First the women and children were put on vehicles and taken outside the town where they were told to wait, so they waited. The sky grew darker, the weather colder, and still they waited. As the sun began to set, their impatience turned to worry, and their worry turned to fear. They sat in the fields, their eyes fixed on the road, desperate just to see the headlights of a passing car in the distance to give them hope. “Where’s baba?” children would ask their mothers. “He’ll be here in the morning,” they’d reply. But as the night wore on and their children fell asleep, the sound of mothers sobbing started to fill the air.

The men and adolescent boys had been loaded onto separate vehicles and taken to nearby Serb villages. Their convoys stopped in the middle of fields just outside the towns. Armed Serbs instructed them to get out and sit on the grass in rows. They were not allowed to speak. There were no farewells or embraces. They all just sat silently, watching their friends, relatives and neighbours get called up in groups and taken away by Serb soldiers. Minutes later, the same Serb soldiers would return, alone, and call up another group.

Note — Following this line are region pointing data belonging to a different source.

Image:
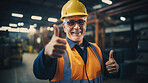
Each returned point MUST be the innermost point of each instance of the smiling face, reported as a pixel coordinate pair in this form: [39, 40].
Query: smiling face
[75, 28]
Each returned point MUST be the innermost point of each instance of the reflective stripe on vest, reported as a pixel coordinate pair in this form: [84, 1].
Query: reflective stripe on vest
[71, 67]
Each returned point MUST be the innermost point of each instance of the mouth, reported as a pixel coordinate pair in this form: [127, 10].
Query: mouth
[77, 33]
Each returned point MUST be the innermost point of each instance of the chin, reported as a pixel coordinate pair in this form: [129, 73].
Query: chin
[76, 39]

When their turn came, they were marched through the woods with their hands tied behind their backs until they were told to stop and lay on the ground, faced-down. With their noses, chins and foreheads pressed against the cold earth, they each thought about their mothers, sisters, and wives. Where are they? Who’s looking after them? Will they be safe?

Bosnian Muslim women and children in Srebrenica, July 1995

 

But it was not the time to worry about what they were leaving behind. It was too late for that. It was time to surrender, not to their enemy, but to their fate. As they heard the clicking of kalashnikov rifles behind them, they all took a deep breath and uttered their declaration of faith: La ilaha illallah, Muhammed ar-rasulullah. There is not god but Allah, and Muhammad is the messenger of Allah.

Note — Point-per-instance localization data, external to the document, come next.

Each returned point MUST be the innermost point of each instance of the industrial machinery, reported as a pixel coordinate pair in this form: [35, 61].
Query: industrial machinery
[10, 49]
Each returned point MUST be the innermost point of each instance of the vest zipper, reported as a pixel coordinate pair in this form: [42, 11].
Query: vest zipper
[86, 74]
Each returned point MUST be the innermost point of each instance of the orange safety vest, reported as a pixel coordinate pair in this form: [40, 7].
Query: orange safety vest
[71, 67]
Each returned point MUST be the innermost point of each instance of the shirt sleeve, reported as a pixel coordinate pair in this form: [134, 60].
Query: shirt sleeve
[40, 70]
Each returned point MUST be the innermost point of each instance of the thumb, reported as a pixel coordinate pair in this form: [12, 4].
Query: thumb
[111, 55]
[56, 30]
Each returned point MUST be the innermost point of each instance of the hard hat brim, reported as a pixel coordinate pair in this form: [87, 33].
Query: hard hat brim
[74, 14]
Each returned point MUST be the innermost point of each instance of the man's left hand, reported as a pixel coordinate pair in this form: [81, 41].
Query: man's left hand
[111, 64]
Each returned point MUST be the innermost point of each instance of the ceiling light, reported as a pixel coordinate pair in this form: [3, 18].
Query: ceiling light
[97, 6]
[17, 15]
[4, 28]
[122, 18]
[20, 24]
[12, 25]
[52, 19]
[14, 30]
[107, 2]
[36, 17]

For eleven days all that could be heard in Srebrenica was the chiming of bells from the Orthodox churches and the constant crackling of gunshots as Serb forces piled up the bodies of 8,000 Muslim civilians one by one in mass graves. Meanwhile, Dutch peacekeepers watched from the sidelines.

When it was all over, thousands of Muslim women began scavenging the area for loose items of clothing left in the killing fields that belonged to their husbands, sons and brothers.

A quarter of a century later, the remains of the victims of this genocide are still being dug up and reburied following proper Islamic funeral prayers, and there are still hundreds of Bosnian Muslims still waiting to find and identify their loved ones.

Bosnian Muslim men rounded up, waiting to be shot dead, Srebrenica 1995

 

I was only eight years old when this happened. I was too young to fully understand what was going on, but I remember catching images of the suffering on TV and innately knowing that something very wrong was happening in a place called Bosnia. I remember seeing streams of displaced Bosnian Muslims walking through minefields to escape slaughter in their villages, and specifically thinking about how much the old Bosnian Muslim ladies reminded me of my great grandmother in Cyprus.

I immediately felt a sense of solidarity with them, almost naturally, despite only being a kid. Perhaps being a Turkish Cypriot had something to do with it. I must have recognised the pain in their eyes. It was something very familiar. It was the same pain I’d seen in the eyes of Turkish Cypriots who’d witnessed the massacres in the villages like Muratağa, Sandallar and Atlılar. It’s a pain that to this day unites us, and will continue to do so forever.

After 25 years, I still weep for the Muslims of Srebrenica as I’d weep for my own people.